But the court’s opinion eliminated it entirely, converted the sentences for the state’s eight death row inmates to life in prison without release, and supported a trend away from capital punishment in the U.S.
“The death penalty is becoming increasingly geographically isolated,” said Robert Dunham, executive director of the Washington, D.C.-based Death Penalty Information Center. “It’s still on the books in 30 states, but it’s not being used in 30 states. It’s becoming a creature of the Deep South and the Southwest.”
Texas continues to execute more prisoners than any other state — 108 since 2010. Florida has executed 28, Georgia 26 and Oklahoma 21 in that time frame. But nationally, death sentences are down 85 percent since the 1990s, Dunham said.
In the past 15 years, seven states — Connecticut, Delaware, Illinois, Maryland, New Jersey, New Mexico and New York — have abandoned capital punishment through court order or legislative act, and three — Colorado, Oregon and Pennsylvania — have adopted moratoriums.
The concerns cited in those states have ranged from procedural matters, such as the information provided to sentencing jurors in New York, to worries about executing an innocent person or racial and other disparities in who is sentenced to death, as was the case in Washington.
“The death penalty is unequally applied — sometimes by where the crime took place, or the county of residence, or the available budgetary resources at any given point in time, or the race of the defendant,” Chief Justice Mary Fairhurst wrote in the lead opinion.

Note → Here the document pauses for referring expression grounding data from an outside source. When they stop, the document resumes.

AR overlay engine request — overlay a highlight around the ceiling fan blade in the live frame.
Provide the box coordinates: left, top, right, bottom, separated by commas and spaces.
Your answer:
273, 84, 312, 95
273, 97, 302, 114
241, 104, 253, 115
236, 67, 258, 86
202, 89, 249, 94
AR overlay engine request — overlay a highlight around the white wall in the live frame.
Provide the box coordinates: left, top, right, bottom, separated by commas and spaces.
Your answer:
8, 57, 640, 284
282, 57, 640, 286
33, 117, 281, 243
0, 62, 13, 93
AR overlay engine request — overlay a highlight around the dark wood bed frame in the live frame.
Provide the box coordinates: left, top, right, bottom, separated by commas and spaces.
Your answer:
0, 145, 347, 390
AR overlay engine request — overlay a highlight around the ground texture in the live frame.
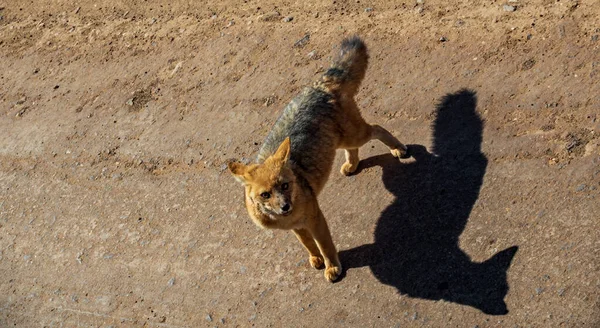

“Our capital punishment law lacks ‘fundamental fairness.” ~Chief Justice Mary Fairhurst
According to La Corte and Johnson, defense lawyers had long challenged the death penalty on those grounds. This time, death penalty critics were armed with more data about how capital punishment works, including a statistical analysis by University of Washington sociologists. Their report showed that although prosecutors were not more likely to seek the execution of black defendants, juries were about four times more likely to sentence black defendants to death.
“Now the information is plainly before us,” Fairhurst wrote. “To the extent that race distinguishes the cases, it is clearly impermissible and unconstitutional.”